ENGLEWOOD, Colo. – The number 18 was dominated by the quarterback decision that Denver Broncos coach Vic Fangio faced throughout the off-season, right through to his pick on the fourth Wednesday of August from Teddy Bridgewater to Drew Lock.
No. 18 as in Peyton Manning, whose historic four-year run ended with 50 Broncos wins, four AFC West titles, two Super Bowl appearances and one Super Bowl 50 win after the 2015 season.
No. 18 as in the starts Drew Lock had in his young career, but also the number of interceptions he threw in those games.
No. 18 as in days to a very important season opener for Fangio and the Broncos.
The Broncos have been little more than an overzealous hub at the quarterback since Manning left. Ten different players, including running back Phillip Lindsay, have opened a game behind the middle since Manning strolled into the Hall of Fame’s sunset. By overtaking Lock in a “close” match, Bridgewater will now be number 11.
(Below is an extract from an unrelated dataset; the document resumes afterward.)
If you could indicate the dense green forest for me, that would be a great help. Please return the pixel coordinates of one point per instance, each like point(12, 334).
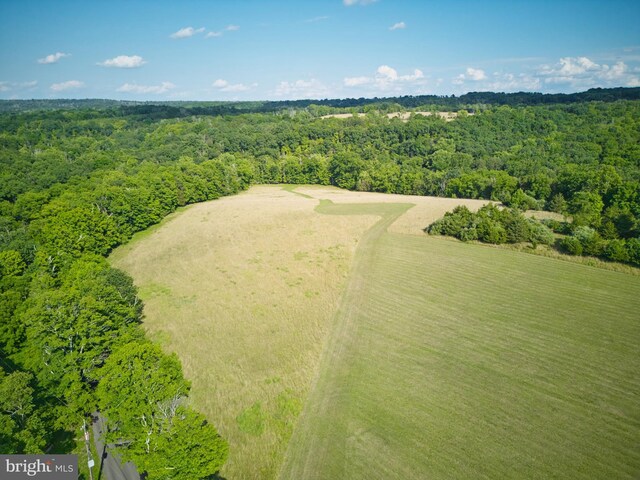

Bridgewater earned the job to be safe. He was stable, kept the pace of the offense in practice and in preseason games, was productive, and the offense rarely took a pre-snap penalty in practice when behind the center.
In his 40 snaps in two preseason games together, he completed 84.2% of his passes, threw no interception and did not take a sack. The Broncos scored three touchdowns and one field goal on these four holdings.
Lock completed 66.7% of his passes, had two touchdowns, no interceptions, and was fired twice. In his 47 games in these two preseason games, the Broncos scored two touchdowns, three field goals, had two punts, and turned the ball over into eight possession on downs.
Both had their chances of starting a game as well as playing with many second and potential third players.
They shared the work with the starters during training, faced the Broncos’ own starting defense with almost exactly the same number of snaps and consistently worked well together along the way. Bridgewater helped Lock and Lock pushed Bridgewater forward.
“I secretly sat back and learned all I could from Teddy,” said Lock. “And I think one of the special things he does that I will bring to my game over and over again is the way he communicates, how he speaks, how he works after training.”
But in the end, this is a coaching baton with the head coach in the third year of a four-year deal who has gone 0-0 September en route to the Broncos’ fourth and fifth straight playoffs for the past two seasons. With this lens, Bridgewater’s current reliability outperforms Lock’s potential on-the-fly growth.
The NFL is a lot of things, but it would be hard to find fairness that is high on the list.
Was a 2020 COVID-19 season completely fair to Lock?
Was his team’s continued reliance on a group of people that obviously didn’t put him in the best position to do Lock justice?
Is a win-now mentality towards Lock completely fair?
No, no and no, probably. But as Manning so famously said, “Every interception has a story and nobody wants to hear it.”
Fangio broke the news to Lock and Bridgewater on Wednesday morning. He told everyone he considered her a quarterback.
For Lock, a 2019 second-round pick for the Broncos, it’s a bit of a moment that I’m walking from here. After a significant improvement after an offseason in which he held his nose on the quarterback grindstone, he is a backup and loses a starting job for the first time in his sporting life.
“The hardest part was getting it and then going to the team meeting and knowing it was going to be discussed,” said Lock.
Lock said Fangio explained the decision as follows: “It just came down to being able to choose a little from his experience, that it was time to make a choice and it was close. That you two starters in this matter are.” League.”
Nothing is over for Lock. Manning himself threw 43 interceptions together in his first two seasons and had two seasons with 23 or more interceptions in his first four years in the league. How that would have played out in the boom-or-bust world of social media today is a tricky exercise for later.
There are many # 2 quarterbacks teams with far less potential than Lock who may now be calling Broncos CEO George Paton in the days ahead.
But right now, for this team, those sales are above Lock’s résumé. He was tied to leading the league in interceptions on those 13 starts in 2020 and was most recently in the league in terms of completion percentage. But his gifts, the work ethic he showed from the end of the 2020 season to the day Fangio chose Bridgewater, are still very much in his favor.
Bridgewater has and can help Lock get better. Bridgewater, if Lock does its part now, can help get Lock to the other side of the quarterback decision on another day.